Notably missing from the bill, however, is any explicit provision clearly excluding the availability of this information―such as the identities of participating organizations and the information shared―from disclosure under New York’s Freedom of Information Law. The lack of strong confidentiality protections threatens to undermine the program’s effectiveness by failing to offer assurances that information will not be easily obtained by threat actors and would-be litigants looking for a foothold to file suit. (Although the New York Freedom of Information Law allows a party disclosing critical infrastructure information to request an exemption from disclosure―for example, because it was "complied for law enforcement purposes"―application of such exemption is left to the agency’s discretion.) Accordingly, should the bill become law, organizations would be well advised to proceed with caution in deciding to share threat information with DHSES or any other New York State agency because that information could potentially, and easily, be discovered.
In contrast, the federal Critical Infrastructure Information Act (CIIA) of 2002 explicitly provides that critical infrastructure security information shared with the federal government is protected from disclosure requests made under the Freedom of Information Act. It further prohibits state and local governmental agencies who receive that information from the federal government from disclosing that information pursuant to any state public disclosure law. Moreover, unlike S3407, the CIIA provides that threat information shared with the government will not be used against the disclosing entity.

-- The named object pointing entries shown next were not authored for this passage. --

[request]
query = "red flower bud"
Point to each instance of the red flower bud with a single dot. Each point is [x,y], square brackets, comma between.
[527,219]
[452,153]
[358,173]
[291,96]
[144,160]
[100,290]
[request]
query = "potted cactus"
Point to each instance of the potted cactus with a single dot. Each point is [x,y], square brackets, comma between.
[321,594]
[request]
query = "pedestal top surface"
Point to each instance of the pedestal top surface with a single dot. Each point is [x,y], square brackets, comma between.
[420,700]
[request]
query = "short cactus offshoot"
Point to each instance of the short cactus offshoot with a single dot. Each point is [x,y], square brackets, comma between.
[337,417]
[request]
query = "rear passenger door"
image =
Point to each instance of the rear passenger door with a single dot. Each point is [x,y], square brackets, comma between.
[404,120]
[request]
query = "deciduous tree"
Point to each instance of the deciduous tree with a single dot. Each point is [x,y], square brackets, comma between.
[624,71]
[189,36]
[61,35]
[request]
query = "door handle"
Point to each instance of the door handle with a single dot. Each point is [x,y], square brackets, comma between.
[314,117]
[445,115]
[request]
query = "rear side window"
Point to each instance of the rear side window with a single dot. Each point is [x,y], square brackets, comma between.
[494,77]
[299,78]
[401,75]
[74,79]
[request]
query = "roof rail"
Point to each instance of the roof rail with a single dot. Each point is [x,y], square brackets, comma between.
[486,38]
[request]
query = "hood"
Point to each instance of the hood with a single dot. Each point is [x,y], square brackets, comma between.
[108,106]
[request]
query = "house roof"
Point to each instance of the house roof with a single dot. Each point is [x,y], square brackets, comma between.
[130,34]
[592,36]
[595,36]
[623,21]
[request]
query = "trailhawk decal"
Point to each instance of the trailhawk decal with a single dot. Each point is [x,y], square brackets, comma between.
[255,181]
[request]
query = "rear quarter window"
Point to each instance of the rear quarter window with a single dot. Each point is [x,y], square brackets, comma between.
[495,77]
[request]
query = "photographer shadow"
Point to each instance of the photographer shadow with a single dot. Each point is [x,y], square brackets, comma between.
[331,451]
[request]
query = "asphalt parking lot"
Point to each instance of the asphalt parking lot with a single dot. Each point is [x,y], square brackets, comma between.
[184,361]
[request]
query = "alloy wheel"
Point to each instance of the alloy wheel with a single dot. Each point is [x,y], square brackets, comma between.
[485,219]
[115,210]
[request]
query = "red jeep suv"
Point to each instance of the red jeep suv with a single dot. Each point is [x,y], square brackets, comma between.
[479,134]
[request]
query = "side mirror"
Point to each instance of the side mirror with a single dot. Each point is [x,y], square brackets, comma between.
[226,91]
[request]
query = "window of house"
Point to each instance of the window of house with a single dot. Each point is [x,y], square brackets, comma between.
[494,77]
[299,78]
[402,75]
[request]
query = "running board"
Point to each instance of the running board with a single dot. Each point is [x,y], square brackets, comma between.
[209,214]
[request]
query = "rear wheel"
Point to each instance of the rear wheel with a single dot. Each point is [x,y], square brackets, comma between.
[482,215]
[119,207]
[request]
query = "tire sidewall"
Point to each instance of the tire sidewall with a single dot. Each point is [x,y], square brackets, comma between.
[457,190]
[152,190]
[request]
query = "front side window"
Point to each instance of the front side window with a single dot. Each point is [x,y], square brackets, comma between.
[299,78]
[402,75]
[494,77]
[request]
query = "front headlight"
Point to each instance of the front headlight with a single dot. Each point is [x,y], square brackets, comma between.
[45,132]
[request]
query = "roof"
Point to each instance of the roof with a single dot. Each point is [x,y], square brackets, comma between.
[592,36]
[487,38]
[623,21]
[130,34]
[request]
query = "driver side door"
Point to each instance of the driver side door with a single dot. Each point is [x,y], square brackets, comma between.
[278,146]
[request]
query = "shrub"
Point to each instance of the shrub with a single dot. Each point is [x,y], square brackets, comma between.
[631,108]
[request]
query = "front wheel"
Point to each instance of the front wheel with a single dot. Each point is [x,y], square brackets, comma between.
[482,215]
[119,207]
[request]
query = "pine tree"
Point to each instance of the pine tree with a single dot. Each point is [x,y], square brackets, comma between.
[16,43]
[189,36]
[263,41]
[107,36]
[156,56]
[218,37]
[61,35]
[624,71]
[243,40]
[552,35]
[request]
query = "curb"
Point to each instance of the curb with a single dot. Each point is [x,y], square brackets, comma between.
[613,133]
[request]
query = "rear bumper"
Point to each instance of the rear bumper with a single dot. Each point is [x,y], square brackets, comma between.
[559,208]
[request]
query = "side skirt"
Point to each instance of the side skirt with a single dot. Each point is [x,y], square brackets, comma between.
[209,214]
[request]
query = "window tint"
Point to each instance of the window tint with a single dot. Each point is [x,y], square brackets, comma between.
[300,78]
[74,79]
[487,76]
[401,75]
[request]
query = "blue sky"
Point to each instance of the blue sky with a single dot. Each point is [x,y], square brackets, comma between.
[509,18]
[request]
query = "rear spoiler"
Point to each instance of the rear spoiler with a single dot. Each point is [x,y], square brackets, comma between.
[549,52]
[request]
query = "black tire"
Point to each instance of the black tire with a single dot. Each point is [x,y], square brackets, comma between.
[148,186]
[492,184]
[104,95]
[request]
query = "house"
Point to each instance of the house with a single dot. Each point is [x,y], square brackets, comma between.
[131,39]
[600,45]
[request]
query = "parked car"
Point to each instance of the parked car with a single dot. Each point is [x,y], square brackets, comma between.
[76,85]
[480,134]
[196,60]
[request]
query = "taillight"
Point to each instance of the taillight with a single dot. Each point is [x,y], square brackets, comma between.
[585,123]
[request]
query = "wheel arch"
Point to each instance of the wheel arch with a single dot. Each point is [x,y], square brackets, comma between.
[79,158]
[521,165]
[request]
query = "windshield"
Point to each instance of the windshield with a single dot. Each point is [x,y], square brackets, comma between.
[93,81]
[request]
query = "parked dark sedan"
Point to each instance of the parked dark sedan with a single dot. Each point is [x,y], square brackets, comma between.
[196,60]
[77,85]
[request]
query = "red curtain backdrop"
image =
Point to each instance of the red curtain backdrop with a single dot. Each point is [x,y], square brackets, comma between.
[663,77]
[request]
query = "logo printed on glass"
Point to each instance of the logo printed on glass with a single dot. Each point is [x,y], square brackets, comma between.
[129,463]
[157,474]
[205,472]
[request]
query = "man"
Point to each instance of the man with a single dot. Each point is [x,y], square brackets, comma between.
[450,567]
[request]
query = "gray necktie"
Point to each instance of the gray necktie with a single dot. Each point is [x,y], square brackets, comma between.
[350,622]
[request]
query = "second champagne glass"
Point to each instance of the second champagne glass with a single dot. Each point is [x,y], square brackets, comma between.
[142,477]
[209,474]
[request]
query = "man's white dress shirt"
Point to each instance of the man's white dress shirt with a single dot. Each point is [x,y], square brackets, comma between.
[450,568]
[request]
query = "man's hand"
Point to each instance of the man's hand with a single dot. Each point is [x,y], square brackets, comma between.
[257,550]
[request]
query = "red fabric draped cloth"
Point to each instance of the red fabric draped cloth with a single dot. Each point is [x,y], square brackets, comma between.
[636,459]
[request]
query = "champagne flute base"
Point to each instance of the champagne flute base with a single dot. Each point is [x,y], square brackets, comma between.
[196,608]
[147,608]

If these bills pass, New York State would emerge as a leader in formalizing cyber threat information-sharing and coordination between state government and private sector critical infrastructure entities (involved in financial services, health care and energy, among other sectors). Indeed, as recent efforts to pass more general federal cyber threat information-sharing legislation have stalled, this is a signal that states may be prepared to step in where Congress has failed, and a strong indication of their likely approach.
S3407, however, puts private sector organizations in a difficult position by requiring that they consider the government’s cybersecurity threat mitigation recommendations without providing protections from those who might seek to acquire that information and then use it against the entity, either in court in or in an attack. Should the bill become law, private sector businesses will have to consider whether and how to engage in with government in a manner that minimizes the potential for these negative consequences.
1 S3404 and S3406 create new enforcement mechanisms for threat actors. S3404 creates the new crimes of first- and second-degree cyber terrorism for use of a computer to coerce a civilian population, influence the policy of a unit of government by intimidation or coercion, affect the conduct of a unit of government, or cause mass injury, damage, destruction or debilitation to persons or property. S3406, similar to the federal Computer Fraud and Abuse Act, makes it a felony to use a computer or device to carry out a cyberattack that results in over $100,000 in damages.
2 S3405 would require DHSES to work with the Superintendent of State Police, the Chief Information Officer and the President of the Center for Internet Security to complete a comprehensive review every five years of New York’s cyber security measures and issue a report identifying the state’s security needs and updates to meet industry best practices.